There are a variety of procedures available in court in Georgia to deal with the disposition of the property of a dead resident, or the death of a non-resident who owns property.
These steps are referred to as probate. What can be done varies, depending on whether the deceased person left a will. When there is a will, several possibilities exist.
The first possibility is called Solemn Form Probate. This involves filing the original will with the court, providing notice of the court proceeding to all heirs who would ordinarily inherit from the decedent if there were no will, such as a spouse, children, etc. These individuals are given a deadline to object to the validity of the will. The court will determine the validity of will’s creation by receiving evidence, such as a self-proving affidavit signed by the decedent and witnesses, testimony of the witnesses, or out of court sworn statements by witnesses.
A longer procedure is called Common Form Probate. This involves filing the will with the court without formal notice to heirs.
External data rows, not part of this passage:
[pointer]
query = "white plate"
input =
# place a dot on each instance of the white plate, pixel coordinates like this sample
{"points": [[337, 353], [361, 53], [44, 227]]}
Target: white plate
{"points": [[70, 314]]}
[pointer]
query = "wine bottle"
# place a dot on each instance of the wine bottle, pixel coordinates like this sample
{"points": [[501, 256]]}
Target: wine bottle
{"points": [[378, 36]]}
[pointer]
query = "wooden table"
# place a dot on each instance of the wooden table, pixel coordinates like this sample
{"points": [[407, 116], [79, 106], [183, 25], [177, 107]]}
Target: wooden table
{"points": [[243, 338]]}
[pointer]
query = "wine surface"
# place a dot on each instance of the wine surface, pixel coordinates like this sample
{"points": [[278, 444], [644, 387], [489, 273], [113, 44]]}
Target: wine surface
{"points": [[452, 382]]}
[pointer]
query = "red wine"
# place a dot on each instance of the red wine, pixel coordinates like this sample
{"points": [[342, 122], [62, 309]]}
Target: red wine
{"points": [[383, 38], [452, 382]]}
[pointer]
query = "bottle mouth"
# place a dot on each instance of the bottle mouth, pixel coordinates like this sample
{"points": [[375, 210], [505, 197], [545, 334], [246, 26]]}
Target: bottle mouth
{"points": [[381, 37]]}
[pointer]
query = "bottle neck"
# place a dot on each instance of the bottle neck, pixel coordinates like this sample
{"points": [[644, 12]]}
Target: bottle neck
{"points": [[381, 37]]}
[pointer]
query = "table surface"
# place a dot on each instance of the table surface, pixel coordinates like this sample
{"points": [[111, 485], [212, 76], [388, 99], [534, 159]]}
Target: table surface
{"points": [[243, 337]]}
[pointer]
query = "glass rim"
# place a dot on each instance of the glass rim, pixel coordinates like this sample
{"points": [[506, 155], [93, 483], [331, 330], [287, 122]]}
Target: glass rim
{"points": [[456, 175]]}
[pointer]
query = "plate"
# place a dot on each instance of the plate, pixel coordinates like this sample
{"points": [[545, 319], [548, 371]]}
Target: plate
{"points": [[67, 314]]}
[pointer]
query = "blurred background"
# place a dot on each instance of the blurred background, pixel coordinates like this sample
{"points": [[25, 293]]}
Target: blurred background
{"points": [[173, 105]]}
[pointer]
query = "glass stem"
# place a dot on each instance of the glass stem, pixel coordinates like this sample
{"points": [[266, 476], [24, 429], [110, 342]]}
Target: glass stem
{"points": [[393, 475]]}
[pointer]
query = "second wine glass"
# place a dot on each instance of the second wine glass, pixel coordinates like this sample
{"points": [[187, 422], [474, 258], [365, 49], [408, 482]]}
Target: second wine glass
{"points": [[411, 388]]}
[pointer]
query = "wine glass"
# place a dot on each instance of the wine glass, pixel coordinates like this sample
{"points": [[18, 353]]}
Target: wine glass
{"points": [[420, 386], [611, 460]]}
The proper creation of the will must still be established, and the disposition of the property is not finalized for a four year period of time.
When the executor named by the deceased is not available or willing to serve, the heirs may submit the will to the court with a majority of them selecting an administrator to handle the estate. This is called Probate of Will in Solemn Form/Letters of Administration With Will Annexed.
Finally, if there is a will, but no existing property disposed of by the will, probate is not needed, but the will still must be filed with the court.